Viewing Taiwan from the Beltway Bubble

Two bikes collide on the bike path, resulting in serious injuries. 

Scott Kastner has a solid piece in WaPo -- he even gets US policy on Taiwan correct -- good until point 5:
A final point is that Taiwan itself benefits from a stable U.S.-China relationship. As I argue in a recent International Security article, good U.S.-China relations give Beijing a stake in a stable status quo. Even if the United States were to stay out of a cross-Strait military conflict, such a conflict would be disastrous for the U.S.-China relationship. Good relations with Washington, then, give Beijing more to lose by initiating war in the Taiwan Strait — and that’s a good thing for Taiwan.
The problem here is that Kastner has a hidden assumption that governs his thinking: that Washington will guide Beijing's behavior in the status quo by rewarding it when it behaves and punishing it when it doesn't. That is wrong: for Beijing the SQ is meaningless because Washington never punishes Beijing. Whenever it might contemplate punishment, a whole chorus of Beijing shills and Explainers howls that Washington is disrupting stability and hurting the US-China relationship. (To understand their thinking, just delete "US" and "relationship" from that phrase, and consider that the majority of these people gain access, status, and money from their China relationships. That is why so many of these people are upset with Trump Administration China policy.)

A "stake in the SQ" is only possible when there is some risk of it disappearing. Otherwise the SQ is merely a recurring gift from Washington to Beijing.

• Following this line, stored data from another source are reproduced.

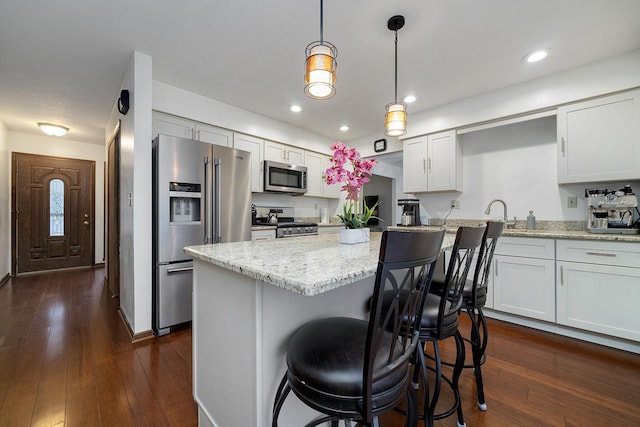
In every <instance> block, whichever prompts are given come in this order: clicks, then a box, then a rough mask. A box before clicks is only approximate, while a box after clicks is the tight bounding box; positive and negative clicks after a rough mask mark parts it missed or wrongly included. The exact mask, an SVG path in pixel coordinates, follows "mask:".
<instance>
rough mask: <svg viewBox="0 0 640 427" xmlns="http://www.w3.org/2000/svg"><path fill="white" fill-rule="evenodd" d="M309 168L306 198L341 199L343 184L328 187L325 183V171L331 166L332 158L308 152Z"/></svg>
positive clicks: (308, 151)
mask: <svg viewBox="0 0 640 427" xmlns="http://www.w3.org/2000/svg"><path fill="white" fill-rule="evenodd" d="M304 163H305V166H306V167H307V193H306V194H305V195H306V196H314V197H327V198H335V199H339V198H340V186H341V184H331V185H328V184H327V182H326V181H325V171H326V170H327V169H328V168H329V167H330V166H331V158H330V157H328V156H326V155H324V154H320V153H314V152H312V151H307V152H306V153H305V155H304Z"/></svg>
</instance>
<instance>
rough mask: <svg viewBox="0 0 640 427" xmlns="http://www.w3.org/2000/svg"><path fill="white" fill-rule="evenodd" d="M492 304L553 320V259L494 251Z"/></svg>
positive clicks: (499, 309) (527, 315) (549, 319)
mask: <svg viewBox="0 0 640 427" xmlns="http://www.w3.org/2000/svg"><path fill="white" fill-rule="evenodd" d="M494 259H495V260H496V262H495V264H494V265H493V267H494V268H493V308H494V309H495V310H500V311H504V312H507V313H513V314H518V315H521V316H526V317H531V318H534V319H539V320H546V321H549V322H554V321H555V262H554V261H553V260H549V259H538V258H522V257H510V256H503V255H494Z"/></svg>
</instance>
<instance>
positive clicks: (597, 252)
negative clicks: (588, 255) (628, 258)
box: [587, 252, 617, 257]
mask: <svg viewBox="0 0 640 427" xmlns="http://www.w3.org/2000/svg"><path fill="white" fill-rule="evenodd" d="M587 255H595V256H612V257H615V256H617V255H616V254H608V253H606V252H587Z"/></svg>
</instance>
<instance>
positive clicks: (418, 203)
mask: <svg viewBox="0 0 640 427" xmlns="http://www.w3.org/2000/svg"><path fill="white" fill-rule="evenodd" d="M398 206H402V216H401V217H400V224H398V225H400V226H404V227H411V226H416V225H420V200H418V199H398Z"/></svg>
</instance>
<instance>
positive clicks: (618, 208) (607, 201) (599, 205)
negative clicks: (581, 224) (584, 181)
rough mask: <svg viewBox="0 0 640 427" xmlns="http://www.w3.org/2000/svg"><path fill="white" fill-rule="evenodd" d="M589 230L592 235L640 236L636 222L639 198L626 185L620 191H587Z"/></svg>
mask: <svg viewBox="0 0 640 427" xmlns="http://www.w3.org/2000/svg"><path fill="white" fill-rule="evenodd" d="M584 195H585V197H586V198H587V230H588V231H589V232H590V233H609V234H639V233H640V228H638V223H639V221H640V219H636V220H634V217H635V213H640V212H638V198H637V197H636V195H635V194H634V193H633V191H632V190H631V186H630V185H625V186H624V188H622V189H620V190H607V189H604V190H598V189H586V190H585V191H584Z"/></svg>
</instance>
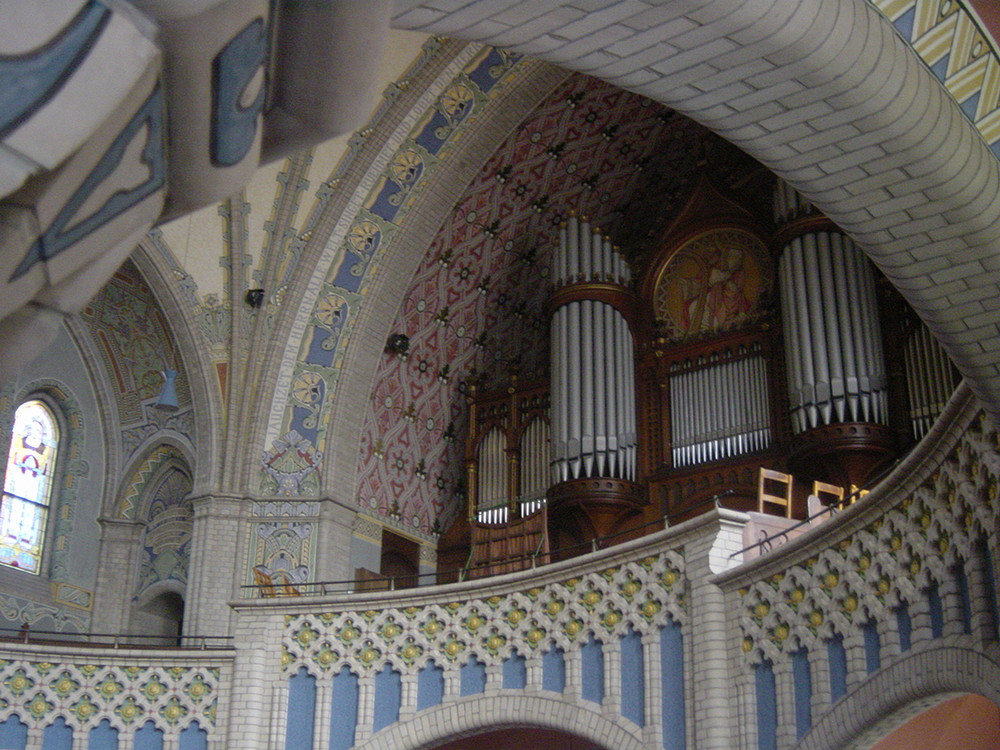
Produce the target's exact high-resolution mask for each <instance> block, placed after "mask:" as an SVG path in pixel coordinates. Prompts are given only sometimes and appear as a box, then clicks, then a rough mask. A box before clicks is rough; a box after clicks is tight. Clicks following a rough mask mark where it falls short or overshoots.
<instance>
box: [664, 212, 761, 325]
mask: <svg viewBox="0 0 1000 750" xmlns="http://www.w3.org/2000/svg"><path fill="white" fill-rule="evenodd" d="M769 266H770V263H769V261H768V256H767V248H766V247H765V246H764V243H763V242H761V241H760V240H759V239H757V238H756V237H754V236H753V235H751V234H750V233H748V232H744V231H741V230H736V229H721V230H713V231H711V232H706V233H705V234H702V235H700V236H698V237H695V238H693V239H691V240H690V241H688V242H686V243H684V245H682V246H681V247H680V248H679V249H678V250H677V252H676V253H675V254H674V255H673V257H672V258H671V259H670V261H669V262H668V263H667V264H666V266H665V267H664V269H663V271H662V272H661V275H660V278H659V279H658V280H657V283H656V291H655V292H654V294H653V296H654V302H653V304H654V308H655V309H654V314H655V316H656V321H657V323H659V324H661V325H663V326H664V327H665V329H666V331H667V332H668V335H670V336H671V338H675V339H683V338H687V337H689V336H699V335H709V334H713V333H720V332H722V331H727V330H731V329H734V328H739V327H740V326H743V325H746V324H747V323H748V322H749V321H750V319H751V318H752V317H753V315H754V313H756V312H759V310H758V309H757V308H758V303H759V302H760V300H761V297H762V295H763V294H764V293H765V292H767V291H768V290H769V288H770V283H771V282H770V279H771V278H772V274H771V271H770V268H769Z"/></svg>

There's a word for that: tribute.

IR thinkers join this chorus because for so many of them, "stability" and "US national interest" are coterminous. It seems like a generation has forgotten that "stability" is a means to an end, not the end in itself. This lesson has not been forgotten in Beijing.

Practically, this means that stability benefits Beijing, not Washington. Under cover of "stability" Beijing then has opportunity to poach tech (with no punishment), build military (with no punishment), grab the South China Sea and threaten US allies Manila and Tokyo (with no punishment), and suppress Taiwan (with no punishment).

Indeed, because "stability" is the end, Beijing in practice has enormous leverage over the US. It knows that if it ramps up tensions and makes loud grumbles, the US will sacrifice Taiwan (and Phils and possibly even Japan, never mentioned in analyses of Taiwan-US relations) for "better" relations. Hence, "stability" lacks many of the benefits for Taiwan that Kastner argues it does, because maintaining it gives Washington the incentive to ignore or suppress Taiwan, while making Taiwan look like it is the provocative threat to regional "stability".

Even worse, from they way people like Kastner write, it is obvious that they think maintaining a stable relationship with Washington is its own reward. This existential assumption about the nature of international reality undergirds the Beltway Cosmology. With China rapidly becoming the world's dominant trading nation, this assumption is as obsolete as Ptolemaic astronomy.

Because stability is the goal, the US is constantly being called upon, not only by the China Explainer crowd, but by IR thinkers, to reduce its freedom of action and leverage over Beijing to maintain "stability".

A "stability" that, for Beijing, is just a temporary means to its end of overturning the current order and replacing the US.